What Is the Average Salary for Clinical Laboratory Scientists?
Clinical laboratory scientists conduct sophisticated laboratory tests on tissue and cell samples to detect any abnormalities that may indicate disease. Read on to learn the average salaries for this profession and the factors that affect what you earn.
If you become a clinical laboratory scientist (also known as a clinical lab technologist), you could work at a hospital, clinic, medical laboratory or physician's office. You might be responsible for overseeing clinical laboratory technicians, who typically perform more basic tasks and receive lower salaries. Based on U.S. Bureau of Labor Statistics (BLS) figures, clinical laboratory technologists and technicians earned an average salary of $55,990 annually as of May 2020 (www.bls.gov). However, your potential salary as a clinical lab technologist can depend on many factors, including your specialty, employer, location and experience level.

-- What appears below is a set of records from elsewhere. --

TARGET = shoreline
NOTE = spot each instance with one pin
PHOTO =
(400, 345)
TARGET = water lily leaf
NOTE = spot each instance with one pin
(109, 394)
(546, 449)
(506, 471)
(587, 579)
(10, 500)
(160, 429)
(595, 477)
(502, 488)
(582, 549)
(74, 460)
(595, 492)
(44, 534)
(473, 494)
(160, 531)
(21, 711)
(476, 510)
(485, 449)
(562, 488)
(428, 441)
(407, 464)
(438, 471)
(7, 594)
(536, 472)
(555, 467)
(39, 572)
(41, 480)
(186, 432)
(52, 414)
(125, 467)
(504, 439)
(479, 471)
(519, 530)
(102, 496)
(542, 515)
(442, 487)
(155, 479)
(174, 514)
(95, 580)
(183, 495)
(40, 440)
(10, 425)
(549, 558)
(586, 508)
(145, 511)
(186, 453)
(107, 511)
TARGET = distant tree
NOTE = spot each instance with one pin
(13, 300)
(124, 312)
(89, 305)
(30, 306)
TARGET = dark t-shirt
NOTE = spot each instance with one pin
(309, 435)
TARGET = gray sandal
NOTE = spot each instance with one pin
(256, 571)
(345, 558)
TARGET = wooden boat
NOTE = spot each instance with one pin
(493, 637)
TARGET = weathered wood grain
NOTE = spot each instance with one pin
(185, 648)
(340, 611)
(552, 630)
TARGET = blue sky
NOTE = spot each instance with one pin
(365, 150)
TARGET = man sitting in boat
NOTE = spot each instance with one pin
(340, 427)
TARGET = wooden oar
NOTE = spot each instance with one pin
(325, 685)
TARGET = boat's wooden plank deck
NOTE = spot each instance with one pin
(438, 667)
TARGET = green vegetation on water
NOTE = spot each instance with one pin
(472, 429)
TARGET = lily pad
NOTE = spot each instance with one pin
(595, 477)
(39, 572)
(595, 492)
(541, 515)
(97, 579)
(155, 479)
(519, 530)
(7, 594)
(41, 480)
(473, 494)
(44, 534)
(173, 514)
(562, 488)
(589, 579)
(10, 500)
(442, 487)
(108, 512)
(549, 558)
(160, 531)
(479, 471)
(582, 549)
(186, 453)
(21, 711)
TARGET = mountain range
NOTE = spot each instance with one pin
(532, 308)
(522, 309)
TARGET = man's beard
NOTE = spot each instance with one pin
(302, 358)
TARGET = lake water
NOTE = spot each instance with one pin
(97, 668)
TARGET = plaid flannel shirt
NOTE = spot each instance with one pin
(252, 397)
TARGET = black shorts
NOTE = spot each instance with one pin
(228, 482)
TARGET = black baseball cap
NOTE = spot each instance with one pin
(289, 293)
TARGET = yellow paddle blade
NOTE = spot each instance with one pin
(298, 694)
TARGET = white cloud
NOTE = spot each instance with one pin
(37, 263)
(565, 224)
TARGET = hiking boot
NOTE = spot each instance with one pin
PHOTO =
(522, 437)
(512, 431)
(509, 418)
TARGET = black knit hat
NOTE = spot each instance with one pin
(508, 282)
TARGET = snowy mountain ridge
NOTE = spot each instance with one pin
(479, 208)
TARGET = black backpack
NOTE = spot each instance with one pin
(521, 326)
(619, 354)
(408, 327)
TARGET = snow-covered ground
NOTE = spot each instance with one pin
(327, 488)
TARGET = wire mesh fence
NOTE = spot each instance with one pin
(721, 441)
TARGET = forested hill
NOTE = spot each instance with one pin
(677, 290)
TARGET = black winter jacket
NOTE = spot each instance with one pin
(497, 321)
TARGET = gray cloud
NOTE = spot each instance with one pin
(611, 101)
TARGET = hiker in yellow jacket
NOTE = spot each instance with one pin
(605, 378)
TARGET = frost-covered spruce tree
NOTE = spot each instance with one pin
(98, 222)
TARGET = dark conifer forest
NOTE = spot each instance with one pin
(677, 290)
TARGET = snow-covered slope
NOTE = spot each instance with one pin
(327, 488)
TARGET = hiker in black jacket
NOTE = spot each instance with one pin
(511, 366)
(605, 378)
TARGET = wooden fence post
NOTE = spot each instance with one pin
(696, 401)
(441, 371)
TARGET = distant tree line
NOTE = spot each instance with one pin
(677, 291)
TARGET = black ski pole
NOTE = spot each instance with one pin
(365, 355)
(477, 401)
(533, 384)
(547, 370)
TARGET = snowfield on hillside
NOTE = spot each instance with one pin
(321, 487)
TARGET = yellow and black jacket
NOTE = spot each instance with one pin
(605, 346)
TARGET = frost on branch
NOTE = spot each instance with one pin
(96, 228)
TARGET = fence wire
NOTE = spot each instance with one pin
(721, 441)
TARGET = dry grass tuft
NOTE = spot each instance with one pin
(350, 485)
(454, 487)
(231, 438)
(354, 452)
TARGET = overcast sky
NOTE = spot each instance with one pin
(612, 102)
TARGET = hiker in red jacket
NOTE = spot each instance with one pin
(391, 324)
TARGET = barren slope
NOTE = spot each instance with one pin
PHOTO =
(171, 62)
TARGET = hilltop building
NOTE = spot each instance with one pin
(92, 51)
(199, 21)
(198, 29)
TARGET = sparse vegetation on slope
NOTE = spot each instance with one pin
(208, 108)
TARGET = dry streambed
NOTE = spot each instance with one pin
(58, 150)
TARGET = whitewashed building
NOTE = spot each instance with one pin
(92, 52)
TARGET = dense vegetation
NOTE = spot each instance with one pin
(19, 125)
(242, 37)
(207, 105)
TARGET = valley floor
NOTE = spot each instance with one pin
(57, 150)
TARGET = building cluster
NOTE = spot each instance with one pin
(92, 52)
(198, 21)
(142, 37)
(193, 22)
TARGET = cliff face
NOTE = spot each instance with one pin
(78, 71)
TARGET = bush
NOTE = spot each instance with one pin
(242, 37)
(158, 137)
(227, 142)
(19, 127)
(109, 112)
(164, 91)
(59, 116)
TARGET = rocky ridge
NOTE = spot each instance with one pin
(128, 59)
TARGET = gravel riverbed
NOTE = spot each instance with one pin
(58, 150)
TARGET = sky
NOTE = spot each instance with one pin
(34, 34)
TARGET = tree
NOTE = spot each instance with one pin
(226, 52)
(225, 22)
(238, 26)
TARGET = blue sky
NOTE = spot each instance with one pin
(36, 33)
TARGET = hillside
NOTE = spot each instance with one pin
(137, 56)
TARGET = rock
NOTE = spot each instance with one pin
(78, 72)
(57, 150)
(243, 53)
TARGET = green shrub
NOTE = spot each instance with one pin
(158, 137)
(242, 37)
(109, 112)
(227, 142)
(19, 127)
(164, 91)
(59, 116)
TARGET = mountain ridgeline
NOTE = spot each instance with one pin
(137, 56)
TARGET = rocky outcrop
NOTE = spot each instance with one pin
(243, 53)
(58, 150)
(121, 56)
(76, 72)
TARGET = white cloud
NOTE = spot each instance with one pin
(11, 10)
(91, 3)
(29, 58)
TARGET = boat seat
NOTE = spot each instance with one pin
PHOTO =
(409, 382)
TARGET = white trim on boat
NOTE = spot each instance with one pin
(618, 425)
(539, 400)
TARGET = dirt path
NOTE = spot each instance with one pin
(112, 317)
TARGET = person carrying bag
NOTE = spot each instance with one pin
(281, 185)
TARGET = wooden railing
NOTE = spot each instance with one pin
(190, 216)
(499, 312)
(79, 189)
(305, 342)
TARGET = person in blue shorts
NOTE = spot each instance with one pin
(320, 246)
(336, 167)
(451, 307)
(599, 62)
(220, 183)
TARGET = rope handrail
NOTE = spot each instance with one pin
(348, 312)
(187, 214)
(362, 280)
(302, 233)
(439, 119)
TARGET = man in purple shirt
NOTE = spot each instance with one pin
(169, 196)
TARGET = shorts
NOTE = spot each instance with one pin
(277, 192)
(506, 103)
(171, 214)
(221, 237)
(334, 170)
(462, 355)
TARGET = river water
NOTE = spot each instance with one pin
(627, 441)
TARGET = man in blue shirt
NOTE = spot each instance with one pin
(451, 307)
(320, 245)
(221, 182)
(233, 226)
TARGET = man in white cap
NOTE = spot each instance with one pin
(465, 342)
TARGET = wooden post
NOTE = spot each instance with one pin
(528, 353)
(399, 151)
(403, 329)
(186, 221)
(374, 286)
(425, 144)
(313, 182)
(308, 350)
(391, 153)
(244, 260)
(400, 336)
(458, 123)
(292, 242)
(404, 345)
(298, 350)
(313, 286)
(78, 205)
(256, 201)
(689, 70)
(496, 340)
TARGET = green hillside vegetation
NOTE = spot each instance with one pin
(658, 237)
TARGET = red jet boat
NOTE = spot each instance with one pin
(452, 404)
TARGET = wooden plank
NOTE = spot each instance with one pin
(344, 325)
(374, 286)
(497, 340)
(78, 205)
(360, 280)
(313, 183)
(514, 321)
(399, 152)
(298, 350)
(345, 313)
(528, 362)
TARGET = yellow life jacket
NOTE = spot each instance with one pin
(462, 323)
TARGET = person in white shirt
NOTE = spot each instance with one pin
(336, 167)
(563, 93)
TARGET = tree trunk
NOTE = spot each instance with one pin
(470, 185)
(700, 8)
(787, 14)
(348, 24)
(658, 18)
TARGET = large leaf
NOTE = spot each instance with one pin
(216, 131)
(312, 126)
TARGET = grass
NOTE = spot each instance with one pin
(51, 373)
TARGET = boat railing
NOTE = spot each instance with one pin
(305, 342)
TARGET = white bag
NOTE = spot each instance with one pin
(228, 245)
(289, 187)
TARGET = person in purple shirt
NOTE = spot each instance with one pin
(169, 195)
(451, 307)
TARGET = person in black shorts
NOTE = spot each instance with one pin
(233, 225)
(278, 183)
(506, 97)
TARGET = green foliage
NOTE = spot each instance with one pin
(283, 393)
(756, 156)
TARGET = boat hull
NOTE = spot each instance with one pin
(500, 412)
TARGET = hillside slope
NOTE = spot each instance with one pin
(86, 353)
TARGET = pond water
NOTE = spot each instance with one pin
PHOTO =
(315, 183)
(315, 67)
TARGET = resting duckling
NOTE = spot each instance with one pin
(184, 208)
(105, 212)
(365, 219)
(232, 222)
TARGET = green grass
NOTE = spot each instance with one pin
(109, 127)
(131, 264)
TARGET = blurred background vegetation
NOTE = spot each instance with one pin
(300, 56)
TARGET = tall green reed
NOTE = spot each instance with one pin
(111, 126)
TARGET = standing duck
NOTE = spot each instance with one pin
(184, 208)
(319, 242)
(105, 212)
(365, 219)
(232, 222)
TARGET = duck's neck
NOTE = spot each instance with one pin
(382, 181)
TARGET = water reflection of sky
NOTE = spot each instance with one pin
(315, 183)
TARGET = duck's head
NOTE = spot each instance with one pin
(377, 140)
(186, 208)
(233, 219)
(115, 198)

Important Facts About Clinical Laboratory Scientists
|Required Education||Bachelor's degree|
|Licensure||Requirements vary per state; specifics are available through the American Society of Laboratory Science|
|Work Environment||Hospitals; medical and diagnostic laboratories; physicians' offices; colleges, universities, and professional schools|
|Similar Occupations||Biological technicians; chemical technicians; chemists and materials scientists; veterinary technologists and technicians|
Salary by Specialty
As a clinical lab technologist, you might choose a specialty in histotechnology or cytotechnology. Histotechnologists process and stain tissue samples to look for signs of abnormalities, and cytotechnologists examine collected cell samples under the microscope for indications of cancer. According to PayScale.com, median wages were $55,457 for histotechnologists and $71,123 for cytotechnologists in April 2021.
Salary by Industry
According to the BLS, most clinical laboratory technologists and technicians worked for general medical and surgical hospitals in May 2020 and earned median wages of $57,610 per year. Those working for wholesale electronic markets and agents and brokers earned the highest average annual wage at $87,110.
Salary by Location
According to the BLS, the state that paid clinical laboratory technologists and technicians the highest salary was Alaska, which had a mean wage of $69,390 as of May 2029. Other top-paying regions were Connecticut, New York, Rhode Island and Oregon, with average wages ranging from $67,930-$69,340. Regions with the lowest pay had average earnings of $40,350-$53,340. Mississippi, Georgia, Michigan, Kansas and West Virginia were some of these locations.
Salary by Experience
PayScale.com reported that most entry-level medical/clinical laboratory scientists made a median of $50,102 a year as of April 2021. Mid-career professionals earned a median salary of $59,621, while the majority of experienced scientists made a yearly median wage of $61,507.
The BLS reported that there were approximately 337,800 clinical laboratory technologists and technicians working in the United States in May 2020. The BLS predicted that jobs for all medical and clinical laboratory technologists should increase 7% over the 2019-2029 decade, which is faster than the average for other employment sectors. The need for more advanced laboratory tests should drive growth.